As for the remake, I obviously haven't seen it. But I was actually really behind the decision to cast Colin Farrell. Since the character is supposed to be an ultra-lusty seducer, I think he could easily best Sarandon's performance in the original. Sarandon's Dandridge wasn't scary, he was more wise and worldly I guess. Whereas Farrell is often if not usually intense, very brooding, and I'd believe he could have any woman he wanted. But nobody can replace William Ragsdale in my mind. You just buy his ultra-cleancut quality. But, even then, I find the original has a few kinks in it. Though I love Ragsdale, he was a little too dopey. I don't think that explains it right there but there's something fundamentally off about (just one example) the moment where he tries to stand up to Dandridge at the club and he has to say a line like, "you can't kill me here." I kinda feel like suddenly we've entered adventure battle territory, if that makes any sense.
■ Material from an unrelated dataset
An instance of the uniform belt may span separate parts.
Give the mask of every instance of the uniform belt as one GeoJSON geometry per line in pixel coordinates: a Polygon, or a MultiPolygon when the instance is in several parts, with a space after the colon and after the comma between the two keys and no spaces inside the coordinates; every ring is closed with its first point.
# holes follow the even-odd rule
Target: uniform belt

Dandridge becomes less of a boogeyman and more of a bully. "_Leave her alone, you meany!_" You see where I'm going with this? Ragsdale was great considering what Tom Holland wanted, it's the movie's portrayal of the character that could use some work. I like Amanda Bearse but her character was a bore. Definitely room for improvement there. "Evil Ed" was fun as a vampire but as a human, he had nothing going on. He's a nerd? A childlike, little-brother nerd type who you have to figure can't get a date. Meanwhile, the actor is pretty widely rumored to be gay and the dialogue in the famous "take my hand" scene is very probing of something we're not given an explanation for. I assumed, as I think anyone would, that he was trying to rid Ed of the burden and fear of coming out. One of the few things they could never beat is the music from the original film. And the club dancing / seduction scene. They kinda go hand-in-hand. As for Peter Vincent, well... I like Roddy McDowall. No opinion apart from that.

I will probably skip the remake unless by some miracle it just shows up on Netflix: Watch Instant within a couple months of the DVD's release.


----------